Бабушка подняла руку, поправила челку, потом одернула подол и без уверток сказала:
– Вам пришлось потрудиться! Я молода, только-только начинаю сама вести хозяйство, еще пока плохо во всем разбираюсь, мне потребуется ваша помощь. Дядя Лохань, ты служил нашей семье верой и правдой больше десяти лет, с сегодняшнего дня ты будешь заведовать винокурней. Теперь, когда старый и молодой хозяева покинули нас, надо очистить стол и накрыть по-новому. В управе мой названый отец, мы не станем обижать наших братьев из зеленого леса, с односельчанами и заезжими торговцами тоже будем обращаться справедливо, так что с уверенностью заявляю, что торговля будет продолжаться. Завтра, послезавтра и послепослезавтра гасим огонь под котлами, помогите мне прибраться в доме, все вещи, которыми пользовались старый и молодой хозяева, сжечь, а что нельзя сжечь – закопать. Сегодня вечером пораньше ложитесь спать. Дядя Лохань, как ты считаешь, можно так сделать?
Дядя Лохань ответил:
– Сделаем все, как ты скажешь, госпожа.
– Может, кто не хочет тут работать? Держать не буду. Ежели кто считает, что я, женщина, ни на что не гожусь, то пусть ищет себе другого хозяина.
Работники переглянулись и ответили:
– Готовы трудиться на госпожу.
– Тогда расходимся.
Работники собрались во флигеле в восточном дворе и шушукались, обсуждая произошедшее, а дядя Лохань утихомирил их:
– Спать ложитесь! Завтра рано вставать!
Посреди ночи дядя Лохань встал, чтобы добавить мулам травы, и услышал, как бабушка плачет на западном дворе.

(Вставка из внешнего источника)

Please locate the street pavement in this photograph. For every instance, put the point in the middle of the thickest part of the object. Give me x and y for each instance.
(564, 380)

Наутро дядя Лохань встал пораньше и вышел за ворота, чтобы обойти усадьбу по кругу. Ворота западного двора были плотно закрыты, а во дворе тихо. Он вернулся в восточный двор, встал на высокую лавку и заглянул в западный двор: бабушка спала, сидя на ковре, прислонившись спиной к стене.
В следующие три дня все в доме Шаней перевернули вверх дном. Дядя Лохань и работники винокурни натерлись вином, вытащили во двор одеяла, постельные принадлежности, циновки с канов, кухонную утварь и всякую мелочовку, облили гаоляновым вином и подожгли, а золу закопали поглубже.